Limitations of this research were that our study population was small and follow-up troponin T concentrations were not measured in the outpatient setting. Larger studies are required to confirm our findings and to elucidate the mechanism affecting Lp(a) variability in acute and chronic conditions. Nonetheless, our findings suggest the clinical importance of repeat Lp(a) concentration tests when patients with IHD, raised troponin T and marginally elevated Lp(a) are clinically well. Relying on a single measurement of Lp(a) may give these patients and clinicians a false sense of security if their Lp(a) concentrations fall in the borderline zones and the window of opportunity for appropriate risk management will be missed. However, we also found some patients were reclassified from hyper-Lp(a) to non-hyper-Lp(a), suggesting that acute cardiac-related illnesses can cause variations in Lp(a) in both directions.
Conclusion
Patients may have falsely altered Lp(a) concentrations during hospital admission and an elevated serum troponin T concentration may be a marker that prompts the need for repeated measurement of Lp(a).
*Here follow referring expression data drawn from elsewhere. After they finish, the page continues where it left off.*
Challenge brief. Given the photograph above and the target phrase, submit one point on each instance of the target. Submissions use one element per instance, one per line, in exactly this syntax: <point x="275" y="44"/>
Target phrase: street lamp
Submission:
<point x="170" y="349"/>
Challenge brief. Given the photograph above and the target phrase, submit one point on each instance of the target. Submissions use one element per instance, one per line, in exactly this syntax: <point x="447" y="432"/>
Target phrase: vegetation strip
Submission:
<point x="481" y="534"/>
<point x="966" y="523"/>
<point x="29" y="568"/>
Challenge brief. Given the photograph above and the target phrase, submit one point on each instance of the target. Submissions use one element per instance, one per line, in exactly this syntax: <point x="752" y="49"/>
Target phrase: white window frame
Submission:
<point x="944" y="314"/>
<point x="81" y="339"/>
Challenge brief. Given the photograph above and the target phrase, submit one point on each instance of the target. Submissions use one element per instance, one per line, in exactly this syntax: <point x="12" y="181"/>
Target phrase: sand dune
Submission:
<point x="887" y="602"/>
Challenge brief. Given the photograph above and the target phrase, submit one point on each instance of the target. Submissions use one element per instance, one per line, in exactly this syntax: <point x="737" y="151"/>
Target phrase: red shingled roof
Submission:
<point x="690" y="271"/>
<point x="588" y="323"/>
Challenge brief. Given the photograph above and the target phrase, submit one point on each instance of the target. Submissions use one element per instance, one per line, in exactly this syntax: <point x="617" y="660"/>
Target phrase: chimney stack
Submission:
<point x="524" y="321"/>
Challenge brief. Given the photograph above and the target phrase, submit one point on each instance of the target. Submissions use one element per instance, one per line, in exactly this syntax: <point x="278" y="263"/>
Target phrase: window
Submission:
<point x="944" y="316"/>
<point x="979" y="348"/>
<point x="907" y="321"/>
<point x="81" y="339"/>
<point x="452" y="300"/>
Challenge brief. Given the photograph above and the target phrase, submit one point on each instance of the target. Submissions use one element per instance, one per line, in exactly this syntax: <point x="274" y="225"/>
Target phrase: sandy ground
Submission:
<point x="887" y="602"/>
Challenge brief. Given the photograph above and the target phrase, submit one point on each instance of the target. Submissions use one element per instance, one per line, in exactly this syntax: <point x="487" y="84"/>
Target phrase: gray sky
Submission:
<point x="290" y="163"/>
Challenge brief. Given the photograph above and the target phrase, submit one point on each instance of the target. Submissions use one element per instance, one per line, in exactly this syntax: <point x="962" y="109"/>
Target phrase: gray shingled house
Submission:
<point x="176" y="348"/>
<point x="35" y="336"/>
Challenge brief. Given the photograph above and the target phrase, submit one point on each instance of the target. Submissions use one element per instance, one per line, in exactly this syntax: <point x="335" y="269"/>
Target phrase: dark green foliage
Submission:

To avoid under-diagnosis of hyper-Lp(a), patients with borderline elevated Lp(a) concentrations, particularly in the indeterminate zone (70–120 nmol/l), should have their Lp(a) measurements repeated in the outpatient setting during follow-up when they are well.
Clinical Perspective
- Lipoprotein(a) [Lp(a)] concentrations may be falsely depressed or elevated when patients present for acute hospital admission with elevated troponin T.
- Falsely low Lp(a) concentrations may lead to underdiagnosis of patients with elevated Lp(a).
- Patients with Lp(a) concentration measured during acute hospital admission and found to be in the grey zone (70−120 nmol/l) or higher should have their Lp(a) tested again as an outpatient, particularly those patients with elevated troponin T concentration.